Le commissaire en chef de la MACC, Abd Halim Aman, a déclaré que cette personne, soupçonnée d'avoir créé plusieurs sociétés à des fins personnelles, fera face à des charges supplémentaires de blanchiment d'argent devant le tribunal de sessions de Kuala Lumpur la semaine prochaine, selon Bernama.
La semaine dernière, Halim a indiqué que l'enquête, menée dans le cadre de l'Op Sutra, portait sur le détournement présumé de fonds publics acheminés par l'intermédiaire d'une institution vers certaines organisations, dont des ONG.
Il a précisé que l'enquête a révélé que la personne à la tête de l'organisation aurait détourné des centaines de millions de ringgits par le biais de plusieurs sociétés qu'elle avait créées.
Halim a indiqué que la MACC a recueilli des déclarations auprès de 40 témoins et a identifié deux suspects principaux, bien que l'enquête se soit jusqu'à présent concentrée sur une seule personne.

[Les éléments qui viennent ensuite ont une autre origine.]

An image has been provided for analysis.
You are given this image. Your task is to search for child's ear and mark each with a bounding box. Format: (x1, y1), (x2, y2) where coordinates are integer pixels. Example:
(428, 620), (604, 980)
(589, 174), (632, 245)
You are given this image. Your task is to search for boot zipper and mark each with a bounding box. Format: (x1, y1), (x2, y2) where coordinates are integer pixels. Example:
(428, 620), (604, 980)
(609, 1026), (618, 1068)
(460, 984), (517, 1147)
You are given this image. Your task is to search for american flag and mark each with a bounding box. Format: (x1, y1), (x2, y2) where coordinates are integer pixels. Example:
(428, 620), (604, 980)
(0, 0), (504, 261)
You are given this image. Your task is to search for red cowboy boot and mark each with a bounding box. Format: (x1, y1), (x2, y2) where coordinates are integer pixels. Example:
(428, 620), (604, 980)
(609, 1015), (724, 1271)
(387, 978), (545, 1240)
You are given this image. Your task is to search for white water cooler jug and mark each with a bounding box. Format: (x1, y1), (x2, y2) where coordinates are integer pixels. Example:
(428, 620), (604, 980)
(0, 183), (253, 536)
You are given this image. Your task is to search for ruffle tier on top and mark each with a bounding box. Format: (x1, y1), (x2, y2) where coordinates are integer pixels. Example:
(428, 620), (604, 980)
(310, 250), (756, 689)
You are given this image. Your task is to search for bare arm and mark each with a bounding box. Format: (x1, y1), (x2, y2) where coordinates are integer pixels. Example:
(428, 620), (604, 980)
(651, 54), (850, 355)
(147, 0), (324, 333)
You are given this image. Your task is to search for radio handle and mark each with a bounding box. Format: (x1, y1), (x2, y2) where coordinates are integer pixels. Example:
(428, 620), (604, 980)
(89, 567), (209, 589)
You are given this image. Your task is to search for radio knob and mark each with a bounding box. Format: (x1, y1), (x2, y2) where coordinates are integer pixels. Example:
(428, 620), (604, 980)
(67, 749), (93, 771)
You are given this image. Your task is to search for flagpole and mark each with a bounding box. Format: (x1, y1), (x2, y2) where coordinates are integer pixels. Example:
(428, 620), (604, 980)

Il a précisé que la MACC avait également gelé divers actifs, dont sept maisons, quatre parcelles de terrain, trois locaux commerciaux, 19 véhicules de luxe, ainsi que des objets de valeur tels que des lingots d'or, des montres et des sacs à main, ainsi que des espèces en monnaies locale et américaine.
Concernant l'affaire du contrat gouvernemental avec Arm Holdings, Halim a déclaré que la MACC avait recueilli des déclarations auprès de 26 témoins et attend une demande d'entraide judiciaire par l'intermédiaire du bureau du Procureur général afin d'obtenir des déclarations de témoins à l'étranger.
En mars de l'année dernière, le gouvernement s'est engagé à hauteur de 225 millions de dollars américains (930,52 millions de RM) dans un partenariat de quatre ans avec Arm Holdings, visant à réduire les obstacles pour les entreprises malaisiennes souhaitant accéder à sa propriété intellectuelle et à sa technologie.
La MACC a lancé des investigations en mars de cette année.